On that auspicious day in November 1980, Rossum was hard at work on an exploded Emulator prototype in the bedroom of 417 Broadway when his girlfriend paid him a visit. 

“It was all circuit boards… laid out on a wooden work bench, with the main board and then the other boards all scattered around it, and my software development computer next to it. The tiny bathroom was right next door because it was a bedroom after all! 

“I’d just finished, and my girlfriend – now my wife, Karen – came up and asked me what I was up to. I said, ‘I’ve got this thing here, let’s try it out’. I pressed the button and said, ‘Speak into the microphone here’, and she spoke into it, saying, ‘Mary had a little lamb’.

“I said, ‘Watch this’. I hit the key on the keyboard and it went, ‘Mary had a little lamb’. Then I started fiddling with the two sliders and it went, ‘Mary had a little-little lamb. Mary had a little-little-little-little-little lamb’. I could also pitch shift it up or down and things like that. All of a sudden, everybody in the building was crowding around. So, then I had to do it on a non-voice sound, because voice sounds are pretty easy to loop.” 

At this point Rossum, who’s speaking from his California workshop, leans forward in his chair looking sheepish and mischievous in equal measure. He then creases with laughter. 

“So… I took the mic into the bathroom, and I peed. It was only a few seconds, but playing it back, if I held the key down I could pee for three-and-a-half minutes! I knew the splicing was perfect because you couldn’t hear it! That was the second sample – the infinite pee.”

But it was the third sample taken by the Emulator that would go on to cement its musical applicability. 

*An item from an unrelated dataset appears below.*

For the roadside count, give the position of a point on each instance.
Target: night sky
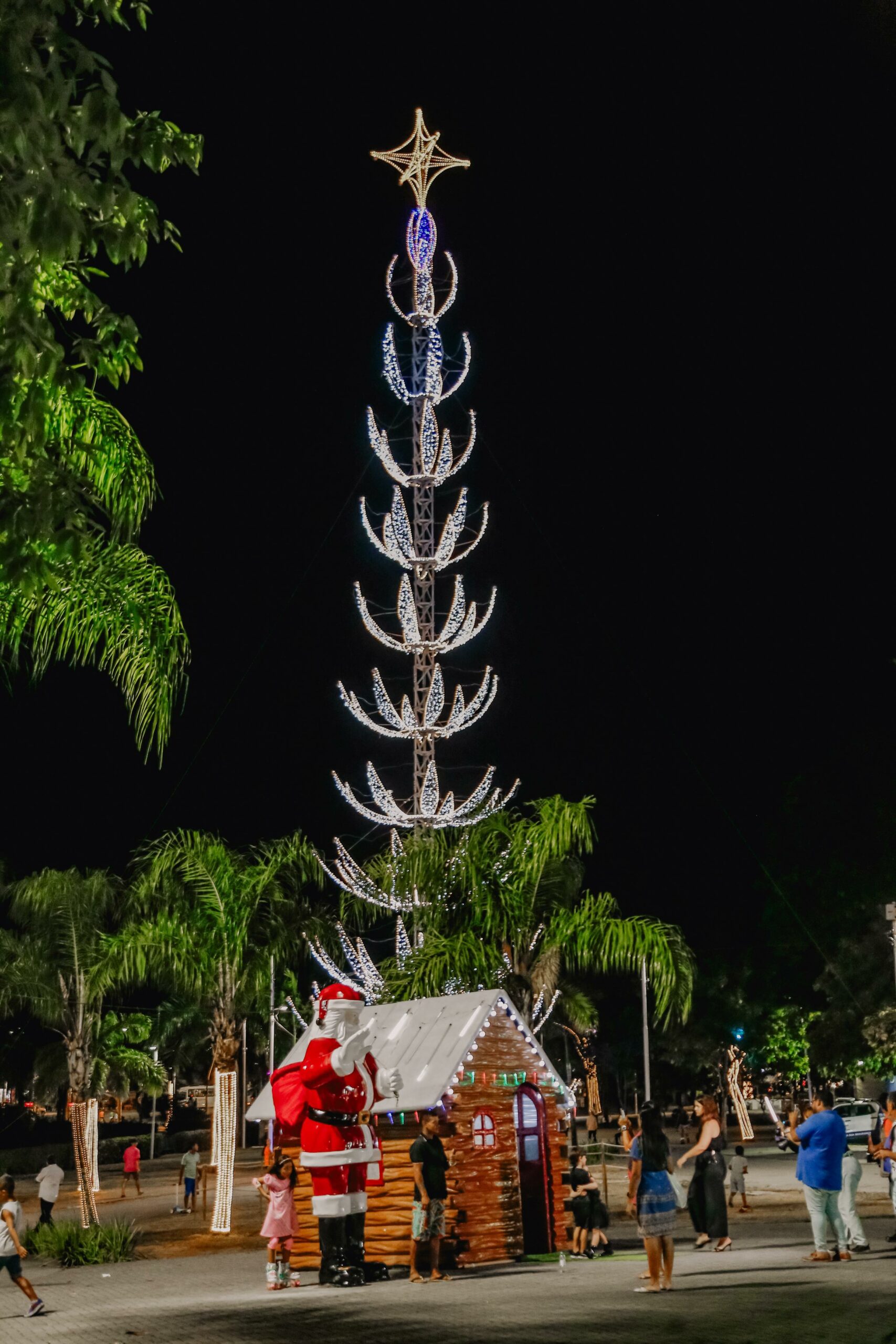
(676, 258)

“About a month later, we got the circuit boards packaged up inside its metal casing – it was built like a tank. We invited our friend Ken Provost to come over with his violin. I had gone on some kind of an errand, leaving the others with the instrument there, and I came back after they had looped the initial set of violin samples and put them on the keyboard. 

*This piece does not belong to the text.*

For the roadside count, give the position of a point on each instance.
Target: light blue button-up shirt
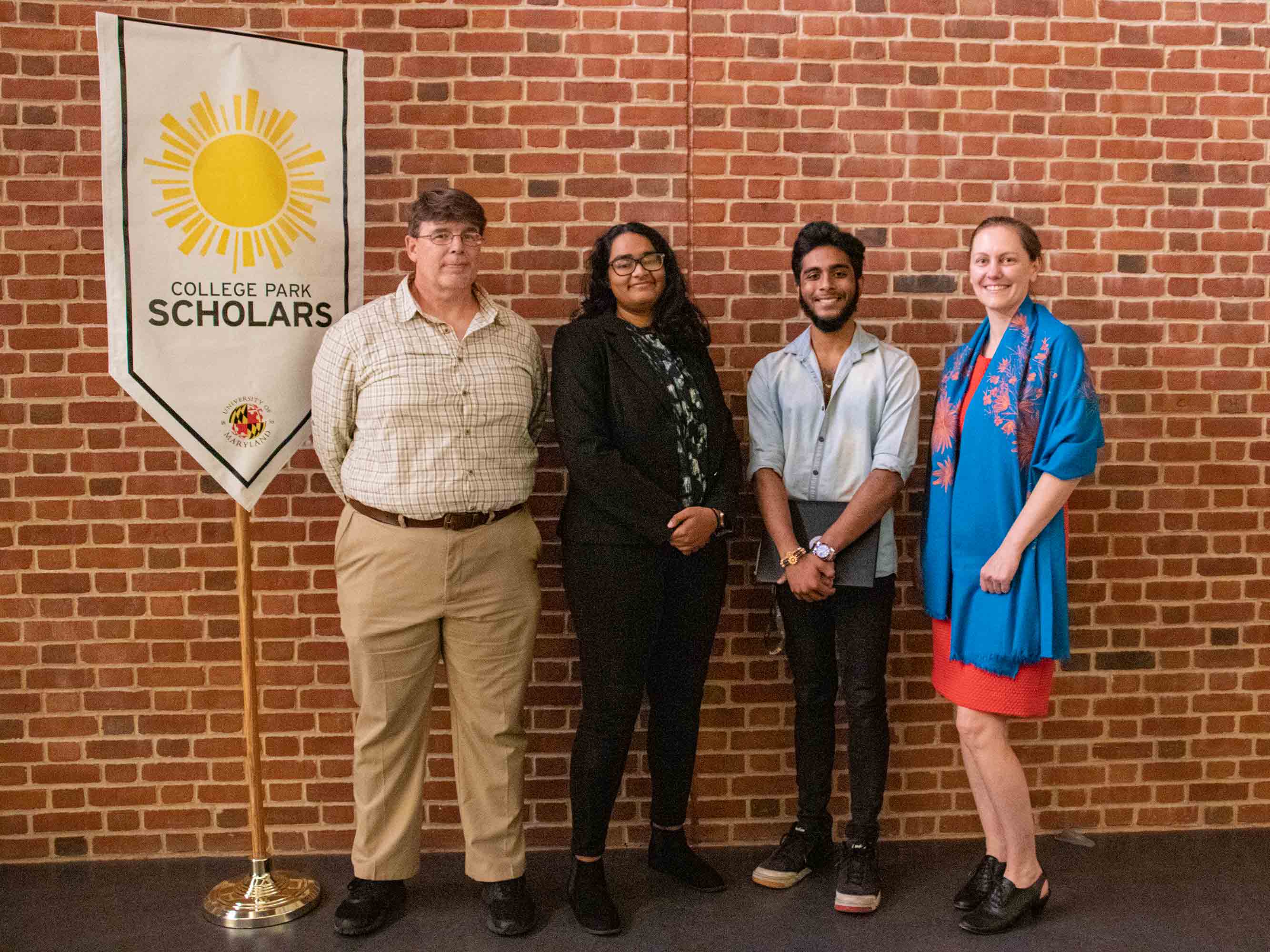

“They were just ablaze with excitement. It was still a prototype, with glitches here and there. But everybody was saying, ‘We’ve really got something. This is working great’. It was at that moment, when we heard the first-ever multi-sampled violin on the Emulator, we knew sampling was really going to take off in a big way.” 

It’s hard to overstate how right they were. The owner of Emulator 0001 is Stevie Wonder, who is said to have hugged it at NAMM 1981 before making arrangements to purchase it. The Emulator also found a home in the arsenals of New Order, Genesis and Tangerine Dream and had a profound impact on the production of a litany of albums, from Michael Jackson’s ‘Thriller’ to The Residents’ ‘The Tunes Of Two Cities’. 

“It was just a very exciting moment,” reflects Rossum. “I can still picture it in my mind – coming downstairs in that Victorian house, them there in what would have been the living room, crowding around this prototype saying, ‘Dave, you won’t believe this. Listen to this!’.”